However, based on the presumption that typical software does
spend something like 99% of the time in 1% of the code (and
that 1% tends to be fairly 'tight' loops), I am not convinced
that the extra memory space that a program will take up (both
code and data) due to cache-line alignments is more likely to
cause the program to slow down more than it will cause it to
speed up (in that critical 1% of the code).

This will be dependent on how big the working set is during
the execution of that speed-critical code, in particular
whether the working set is caused to exceed available RAM; if
it is, then the program will indeed be slowed down. But, of
course, I am saying that even cheap computers have a lot of
RAM these days, so I think that eventuality is unlikely.

> ...
>> In any event, all the compiler has to do to align the stack
>> to 2^n bytes just prior to (parameter pushing and) subroutine
>> call is to emit:
>>
>>     and esp, -2^n
>>
>> et voila!
>
> How do you undo this when you leave the scope? You have to
> save the ESP value somewhere and restore it to do that, and
> *that* is an extra overhead.

Well, I don't think so. The usual thing is to do is to save
ESP in the EBP register at stack frame creation, and restore it
 from EBP just prior to return. There is, I grant, a need for a
little care, in that one would (I guess) need to do the stack
alignment I suggested before pushing anything onto the stack
that you might want to pop off it afterwards. Otherwise, I
think the 'and' instruction is the only extra thing required.

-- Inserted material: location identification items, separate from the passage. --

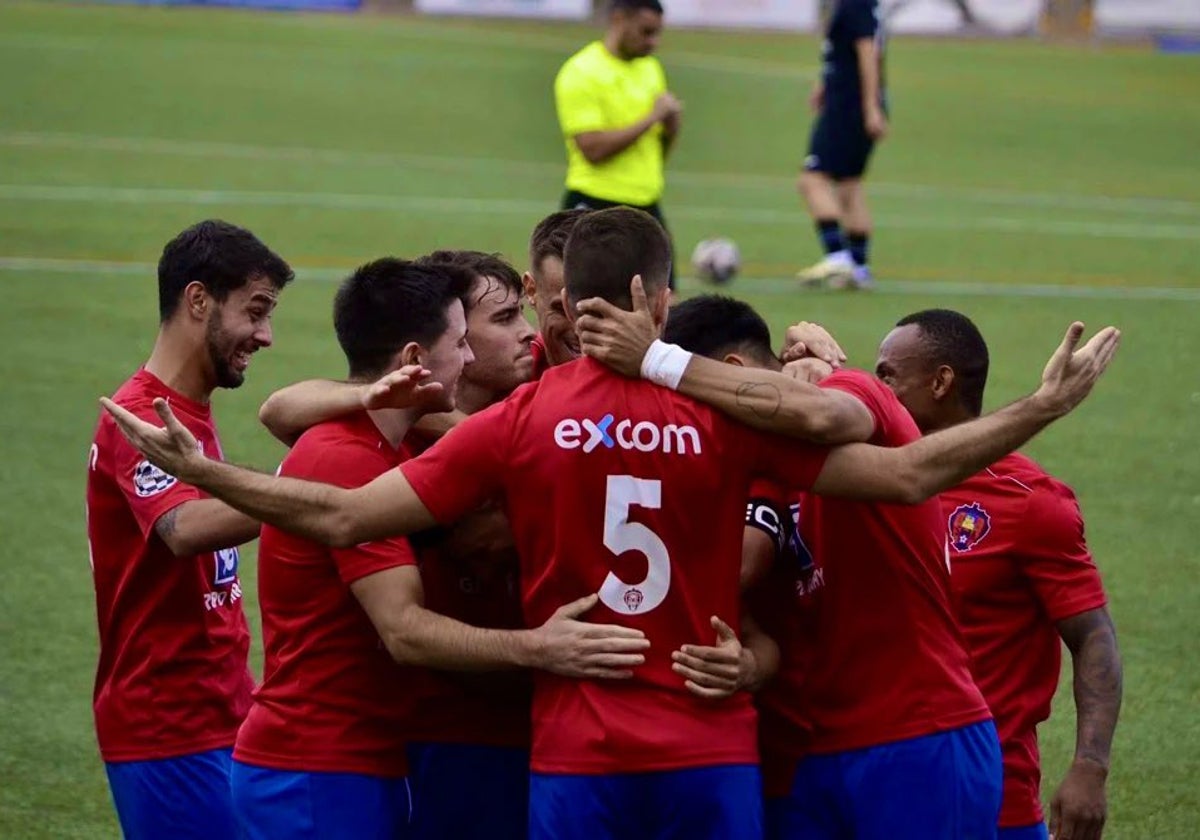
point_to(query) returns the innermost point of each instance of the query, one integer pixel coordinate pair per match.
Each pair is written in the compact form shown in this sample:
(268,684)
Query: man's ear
(197,301)
(943,382)
(529,287)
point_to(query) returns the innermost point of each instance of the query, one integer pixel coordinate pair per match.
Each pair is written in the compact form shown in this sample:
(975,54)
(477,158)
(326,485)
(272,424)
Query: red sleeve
(1055,558)
(864,388)
(351,465)
(150,491)
(467,467)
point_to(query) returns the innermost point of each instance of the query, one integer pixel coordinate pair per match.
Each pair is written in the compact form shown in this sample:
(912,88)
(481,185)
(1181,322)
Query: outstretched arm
(1079,807)
(385,507)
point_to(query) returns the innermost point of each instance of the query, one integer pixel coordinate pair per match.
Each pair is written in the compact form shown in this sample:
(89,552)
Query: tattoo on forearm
(166,525)
(761,399)
(1097,685)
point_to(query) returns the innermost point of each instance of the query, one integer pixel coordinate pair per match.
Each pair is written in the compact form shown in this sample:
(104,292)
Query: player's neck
(181,365)
(394,423)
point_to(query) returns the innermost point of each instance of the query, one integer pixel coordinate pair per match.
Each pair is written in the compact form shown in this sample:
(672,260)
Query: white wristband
(665,364)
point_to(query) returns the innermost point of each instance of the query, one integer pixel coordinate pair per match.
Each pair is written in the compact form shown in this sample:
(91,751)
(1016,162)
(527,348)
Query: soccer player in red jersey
(877,677)
(323,750)
(605,479)
(1023,577)
(172,685)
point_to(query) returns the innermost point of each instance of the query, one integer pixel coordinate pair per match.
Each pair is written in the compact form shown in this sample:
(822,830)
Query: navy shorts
(181,798)
(707,803)
(839,145)
(469,792)
(943,786)
(273,804)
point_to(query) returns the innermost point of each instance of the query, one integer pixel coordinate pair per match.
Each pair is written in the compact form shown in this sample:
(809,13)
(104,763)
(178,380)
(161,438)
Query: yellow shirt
(598,91)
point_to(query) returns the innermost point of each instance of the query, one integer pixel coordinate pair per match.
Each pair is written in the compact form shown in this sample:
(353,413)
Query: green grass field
(1024,184)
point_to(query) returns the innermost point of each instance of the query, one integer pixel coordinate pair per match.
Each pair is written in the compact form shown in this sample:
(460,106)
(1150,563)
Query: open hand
(1071,373)
(712,672)
(405,388)
(617,337)
(171,448)
(574,648)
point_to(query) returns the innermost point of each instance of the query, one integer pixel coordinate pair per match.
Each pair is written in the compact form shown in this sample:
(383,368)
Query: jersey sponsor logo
(149,480)
(612,433)
(225,567)
(969,525)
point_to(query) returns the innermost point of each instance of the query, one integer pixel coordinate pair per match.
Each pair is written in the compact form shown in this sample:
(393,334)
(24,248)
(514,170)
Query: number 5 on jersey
(622,535)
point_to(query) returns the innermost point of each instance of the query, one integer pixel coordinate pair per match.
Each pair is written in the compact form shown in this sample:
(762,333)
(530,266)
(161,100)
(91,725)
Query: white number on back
(622,535)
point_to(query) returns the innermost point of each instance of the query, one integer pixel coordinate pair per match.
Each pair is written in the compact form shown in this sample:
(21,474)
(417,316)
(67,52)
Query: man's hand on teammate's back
(1071,373)
(574,648)
(1080,807)
(172,448)
(713,672)
(810,340)
(617,337)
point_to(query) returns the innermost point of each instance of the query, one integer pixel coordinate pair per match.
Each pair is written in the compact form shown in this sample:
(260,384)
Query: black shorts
(574,199)
(840,145)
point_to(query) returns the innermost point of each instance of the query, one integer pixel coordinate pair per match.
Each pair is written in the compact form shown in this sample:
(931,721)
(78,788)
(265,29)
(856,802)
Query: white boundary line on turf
(496,207)
(210,149)
(750,285)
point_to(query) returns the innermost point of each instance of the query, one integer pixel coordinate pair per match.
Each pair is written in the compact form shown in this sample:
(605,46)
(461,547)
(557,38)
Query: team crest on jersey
(633,599)
(149,480)
(225,567)
(969,525)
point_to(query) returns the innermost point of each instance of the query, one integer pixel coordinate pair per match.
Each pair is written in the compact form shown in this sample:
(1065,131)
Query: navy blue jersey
(850,22)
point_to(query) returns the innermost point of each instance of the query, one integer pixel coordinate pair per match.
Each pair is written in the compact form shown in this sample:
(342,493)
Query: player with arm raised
(1024,579)
(643,465)
(173,684)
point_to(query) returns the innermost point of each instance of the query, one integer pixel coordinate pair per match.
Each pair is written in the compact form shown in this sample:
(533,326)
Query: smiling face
(499,339)
(238,328)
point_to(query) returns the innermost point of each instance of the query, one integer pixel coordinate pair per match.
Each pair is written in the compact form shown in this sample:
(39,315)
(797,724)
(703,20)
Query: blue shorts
(707,803)
(273,804)
(469,792)
(945,786)
(179,798)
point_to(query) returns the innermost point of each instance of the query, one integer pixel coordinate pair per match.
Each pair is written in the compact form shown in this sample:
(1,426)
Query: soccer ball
(717,261)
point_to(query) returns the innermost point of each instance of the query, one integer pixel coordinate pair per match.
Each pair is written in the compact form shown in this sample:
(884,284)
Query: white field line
(493,207)
(762,286)
(209,149)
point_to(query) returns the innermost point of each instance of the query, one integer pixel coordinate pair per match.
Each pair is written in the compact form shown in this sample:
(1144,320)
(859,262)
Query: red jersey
(333,700)
(1019,564)
(892,663)
(490,709)
(173,639)
(627,489)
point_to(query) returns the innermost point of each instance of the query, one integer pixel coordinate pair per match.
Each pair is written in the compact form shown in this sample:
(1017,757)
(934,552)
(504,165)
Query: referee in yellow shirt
(617,115)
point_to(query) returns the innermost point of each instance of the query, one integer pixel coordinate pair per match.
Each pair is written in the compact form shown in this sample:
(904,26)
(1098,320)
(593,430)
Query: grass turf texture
(343,138)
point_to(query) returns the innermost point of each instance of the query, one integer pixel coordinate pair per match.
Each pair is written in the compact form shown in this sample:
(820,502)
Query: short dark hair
(635,5)
(953,340)
(549,239)
(607,247)
(486,267)
(714,325)
(389,303)
(220,256)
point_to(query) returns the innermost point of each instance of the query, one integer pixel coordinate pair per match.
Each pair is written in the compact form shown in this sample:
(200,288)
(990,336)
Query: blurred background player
(617,115)
(1024,579)
(172,684)
(851,105)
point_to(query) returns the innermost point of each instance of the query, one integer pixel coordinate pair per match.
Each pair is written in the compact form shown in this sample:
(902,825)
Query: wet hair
(953,340)
(220,256)
(389,303)
(714,325)
(609,247)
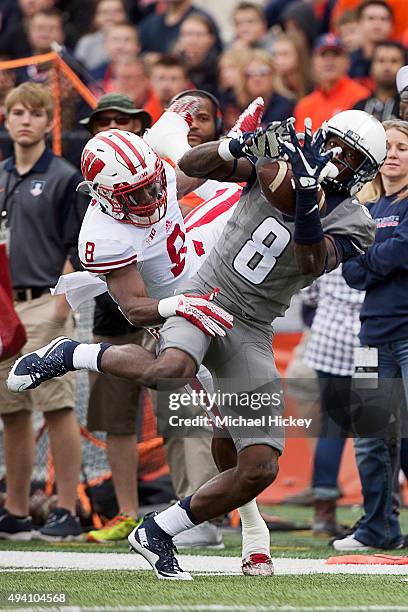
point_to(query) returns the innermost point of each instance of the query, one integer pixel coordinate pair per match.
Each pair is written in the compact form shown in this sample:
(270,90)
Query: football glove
(249,120)
(168,136)
(199,310)
(308,160)
(264,142)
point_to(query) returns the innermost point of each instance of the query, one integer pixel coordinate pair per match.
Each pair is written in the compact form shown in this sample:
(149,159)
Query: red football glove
(186,107)
(199,310)
(249,120)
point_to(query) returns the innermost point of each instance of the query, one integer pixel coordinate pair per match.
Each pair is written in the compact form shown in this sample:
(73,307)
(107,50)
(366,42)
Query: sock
(88,356)
(177,518)
(255,533)
(308,227)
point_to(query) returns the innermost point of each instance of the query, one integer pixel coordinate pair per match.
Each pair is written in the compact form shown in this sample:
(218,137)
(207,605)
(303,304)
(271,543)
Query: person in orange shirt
(334,91)
(130,78)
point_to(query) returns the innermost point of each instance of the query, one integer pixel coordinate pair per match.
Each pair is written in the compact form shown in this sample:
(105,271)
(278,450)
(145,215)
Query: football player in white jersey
(133,233)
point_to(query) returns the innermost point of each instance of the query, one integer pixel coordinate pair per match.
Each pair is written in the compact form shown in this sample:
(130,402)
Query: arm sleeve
(72,210)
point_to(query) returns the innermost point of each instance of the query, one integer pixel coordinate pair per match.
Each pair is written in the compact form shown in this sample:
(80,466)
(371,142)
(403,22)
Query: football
(278,188)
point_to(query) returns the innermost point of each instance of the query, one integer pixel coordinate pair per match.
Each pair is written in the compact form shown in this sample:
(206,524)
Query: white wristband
(167,307)
(223,150)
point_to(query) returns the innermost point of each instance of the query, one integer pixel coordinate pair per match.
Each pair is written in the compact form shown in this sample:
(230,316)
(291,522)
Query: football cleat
(158,552)
(115,530)
(257,564)
(30,370)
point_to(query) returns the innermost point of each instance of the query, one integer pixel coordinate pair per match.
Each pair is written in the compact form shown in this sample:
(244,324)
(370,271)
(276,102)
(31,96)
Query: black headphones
(219,121)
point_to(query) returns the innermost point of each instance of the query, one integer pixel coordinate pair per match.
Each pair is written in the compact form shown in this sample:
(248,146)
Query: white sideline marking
(13,560)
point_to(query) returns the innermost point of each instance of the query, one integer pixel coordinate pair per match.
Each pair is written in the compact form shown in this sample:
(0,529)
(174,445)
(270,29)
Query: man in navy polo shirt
(40,217)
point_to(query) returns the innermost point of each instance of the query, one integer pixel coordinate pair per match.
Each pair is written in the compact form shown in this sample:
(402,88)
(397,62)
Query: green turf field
(140,590)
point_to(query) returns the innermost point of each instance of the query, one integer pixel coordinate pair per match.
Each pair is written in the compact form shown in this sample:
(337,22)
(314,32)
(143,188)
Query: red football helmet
(126,177)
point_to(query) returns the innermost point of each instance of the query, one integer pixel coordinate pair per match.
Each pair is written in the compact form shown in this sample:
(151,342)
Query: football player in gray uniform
(260,261)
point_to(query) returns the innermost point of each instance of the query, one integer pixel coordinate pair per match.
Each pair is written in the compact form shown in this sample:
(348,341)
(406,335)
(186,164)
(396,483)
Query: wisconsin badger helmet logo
(126,177)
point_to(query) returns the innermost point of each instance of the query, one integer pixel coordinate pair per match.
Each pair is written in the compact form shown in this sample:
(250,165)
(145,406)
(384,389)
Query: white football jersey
(205,223)
(159,251)
(165,253)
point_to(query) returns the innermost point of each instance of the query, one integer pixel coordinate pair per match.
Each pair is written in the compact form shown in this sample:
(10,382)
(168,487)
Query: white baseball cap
(402,78)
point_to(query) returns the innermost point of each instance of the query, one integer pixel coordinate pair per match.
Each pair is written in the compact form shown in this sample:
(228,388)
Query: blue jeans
(378,461)
(335,425)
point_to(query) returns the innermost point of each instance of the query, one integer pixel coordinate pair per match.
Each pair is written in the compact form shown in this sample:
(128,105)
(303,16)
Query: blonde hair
(372,191)
(33,96)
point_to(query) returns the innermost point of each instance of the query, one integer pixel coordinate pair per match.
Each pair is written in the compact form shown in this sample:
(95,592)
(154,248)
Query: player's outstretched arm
(205,161)
(308,160)
(127,288)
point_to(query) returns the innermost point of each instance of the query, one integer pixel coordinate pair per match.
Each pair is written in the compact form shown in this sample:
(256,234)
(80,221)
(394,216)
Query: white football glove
(308,159)
(264,142)
(168,136)
(199,310)
(249,120)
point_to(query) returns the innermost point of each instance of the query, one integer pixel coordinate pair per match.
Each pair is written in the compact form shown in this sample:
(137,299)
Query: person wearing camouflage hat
(116,110)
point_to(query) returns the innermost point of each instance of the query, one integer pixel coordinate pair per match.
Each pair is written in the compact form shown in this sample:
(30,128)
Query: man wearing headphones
(207,125)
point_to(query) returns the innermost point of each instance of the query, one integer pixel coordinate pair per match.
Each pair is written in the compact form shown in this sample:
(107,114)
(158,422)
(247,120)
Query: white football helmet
(365,134)
(126,177)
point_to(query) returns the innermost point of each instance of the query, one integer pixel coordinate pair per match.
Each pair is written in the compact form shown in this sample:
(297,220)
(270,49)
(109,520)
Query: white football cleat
(257,564)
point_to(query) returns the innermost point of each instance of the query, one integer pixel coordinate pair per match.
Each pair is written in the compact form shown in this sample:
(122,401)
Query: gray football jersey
(254,263)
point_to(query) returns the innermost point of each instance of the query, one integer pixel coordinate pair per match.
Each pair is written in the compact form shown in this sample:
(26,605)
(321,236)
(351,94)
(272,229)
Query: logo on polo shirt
(37,188)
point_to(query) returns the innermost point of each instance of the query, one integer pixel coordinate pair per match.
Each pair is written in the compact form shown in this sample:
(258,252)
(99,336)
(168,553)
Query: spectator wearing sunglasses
(261,79)
(117,111)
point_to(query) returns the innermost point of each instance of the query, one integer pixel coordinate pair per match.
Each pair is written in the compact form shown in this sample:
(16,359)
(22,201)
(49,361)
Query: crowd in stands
(306,58)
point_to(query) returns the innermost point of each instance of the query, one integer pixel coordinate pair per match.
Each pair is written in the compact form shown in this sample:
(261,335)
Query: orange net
(59,70)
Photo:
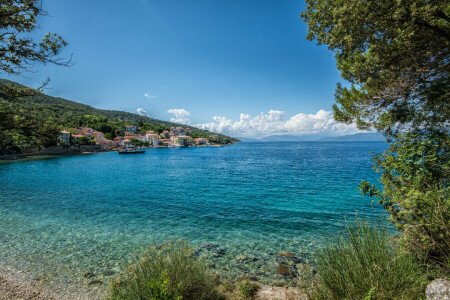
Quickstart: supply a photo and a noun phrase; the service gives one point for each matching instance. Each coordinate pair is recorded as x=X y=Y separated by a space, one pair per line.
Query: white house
x=64 y=137
x=130 y=128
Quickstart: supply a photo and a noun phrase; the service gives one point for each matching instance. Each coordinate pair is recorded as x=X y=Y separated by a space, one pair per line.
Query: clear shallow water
x=63 y=217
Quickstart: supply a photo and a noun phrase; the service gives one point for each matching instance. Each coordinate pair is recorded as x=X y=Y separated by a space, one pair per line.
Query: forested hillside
x=29 y=122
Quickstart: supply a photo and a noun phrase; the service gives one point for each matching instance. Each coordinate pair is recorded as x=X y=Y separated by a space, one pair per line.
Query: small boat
x=131 y=151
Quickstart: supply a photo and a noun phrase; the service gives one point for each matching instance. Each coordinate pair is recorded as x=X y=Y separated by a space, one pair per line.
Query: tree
x=18 y=51
x=415 y=174
x=395 y=54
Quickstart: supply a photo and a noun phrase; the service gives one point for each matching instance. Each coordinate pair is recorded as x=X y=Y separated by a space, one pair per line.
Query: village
x=132 y=136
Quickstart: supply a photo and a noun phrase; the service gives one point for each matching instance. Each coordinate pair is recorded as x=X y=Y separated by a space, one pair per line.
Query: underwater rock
x=221 y=251
x=108 y=273
x=287 y=271
x=285 y=253
x=244 y=258
x=210 y=246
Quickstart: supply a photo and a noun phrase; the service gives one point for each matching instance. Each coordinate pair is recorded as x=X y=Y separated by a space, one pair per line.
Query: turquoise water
x=63 y=217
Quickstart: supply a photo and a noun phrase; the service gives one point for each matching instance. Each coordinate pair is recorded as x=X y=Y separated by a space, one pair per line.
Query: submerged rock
x=285 y=253
x=210 y=246
x=287 y=271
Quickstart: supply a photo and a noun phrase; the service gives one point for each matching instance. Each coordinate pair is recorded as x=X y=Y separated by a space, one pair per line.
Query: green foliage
x=415 y=176
x=18 y=51
x=155 y=289
x=247 y=289
x=362 y=262
x=170 y=268
x=395 y=54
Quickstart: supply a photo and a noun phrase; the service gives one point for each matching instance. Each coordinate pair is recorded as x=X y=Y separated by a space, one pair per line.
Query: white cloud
x=141 y=112
x=181 y=115
x=274 y=123
x=148 y=96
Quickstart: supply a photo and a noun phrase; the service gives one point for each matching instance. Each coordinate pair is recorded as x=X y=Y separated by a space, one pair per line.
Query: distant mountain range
x=371 y=136
x=64 y=112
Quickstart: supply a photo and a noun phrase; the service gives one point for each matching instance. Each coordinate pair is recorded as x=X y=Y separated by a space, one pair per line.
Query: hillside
x=359 y=137
x=31 y=122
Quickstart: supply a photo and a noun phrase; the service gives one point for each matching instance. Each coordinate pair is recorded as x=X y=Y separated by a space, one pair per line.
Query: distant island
x=32 y=123
x=369 y=136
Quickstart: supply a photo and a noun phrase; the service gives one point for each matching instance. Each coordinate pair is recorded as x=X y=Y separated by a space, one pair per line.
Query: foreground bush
x=165 y=272
x=415 y=174
x=361 y=263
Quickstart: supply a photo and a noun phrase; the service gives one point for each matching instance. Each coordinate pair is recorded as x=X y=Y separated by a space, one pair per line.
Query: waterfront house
x=165 y=134
x=103 y=143
x=201 y=141
x=165 y=143
x=98 y=134
x=126 y=143
x=155 y=141
x=77 y=139
x=87 y=129
x=64 y=137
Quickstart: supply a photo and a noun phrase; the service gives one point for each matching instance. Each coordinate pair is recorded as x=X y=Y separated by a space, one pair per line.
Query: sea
x=65 y=221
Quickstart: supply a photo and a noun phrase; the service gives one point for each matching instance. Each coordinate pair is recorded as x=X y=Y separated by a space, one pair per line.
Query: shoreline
x=61 y=152
x=18 y=285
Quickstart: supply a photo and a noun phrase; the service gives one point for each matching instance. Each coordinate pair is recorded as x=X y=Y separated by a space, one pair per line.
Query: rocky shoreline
x=20 y=286
x=15 y=284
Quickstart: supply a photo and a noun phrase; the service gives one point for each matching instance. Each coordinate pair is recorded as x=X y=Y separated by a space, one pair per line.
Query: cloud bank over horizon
x=274 y=122
x=142 y=112
x=181 y=116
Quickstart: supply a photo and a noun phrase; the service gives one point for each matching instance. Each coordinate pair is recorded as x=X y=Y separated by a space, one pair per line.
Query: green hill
x=30 y=122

I vaguely remember that I have actually used this technique,
but a long time ago.

>
> ...
>> > Similarly, existing Windows linkers don't support
>> > alignments beyond 16 to my knowledge -- so again you would
>> > have to do something at runtime with a penalty.
>>
>> But then the point is that the linkers /should/ support other
>> alignments. It's no good saying "Oh, we can't do that because
>> the linker doesn't support it!" Obviously, you need to change
>> the linker. It's called not letting the tail wag the dog :-)
>
> You know as well I as do that you don't get to change your
> target system to your whim. You have to use the tools that
> users want to use, such as the Microsoft linker.
>
> But even if you wrote your own linker, I don't think that there
> is any guarentee of alignment in the loading of the parts of an
> .EXE file. So I don't know if any alignment that you have in
> your linker would actually be preserved.

I can't quickly find information on the subject, but I rather
suspect that an .EXE or .DLL is likely to be loaded page
aligned. That would mean alignments up to the page size would
be safe.

Also, I think possibly we're arguing at crossed purposes on
this point. I'm only arging that linkers and execution
environments /should/ support cache-line alignments. I accept
that many do not, in practice, and I accept that a compiler
targetting such a linker or environment cannot be expected
to so so either. I think this is how Robert's original comment
can be construed, also.

-- 
Nick Roberts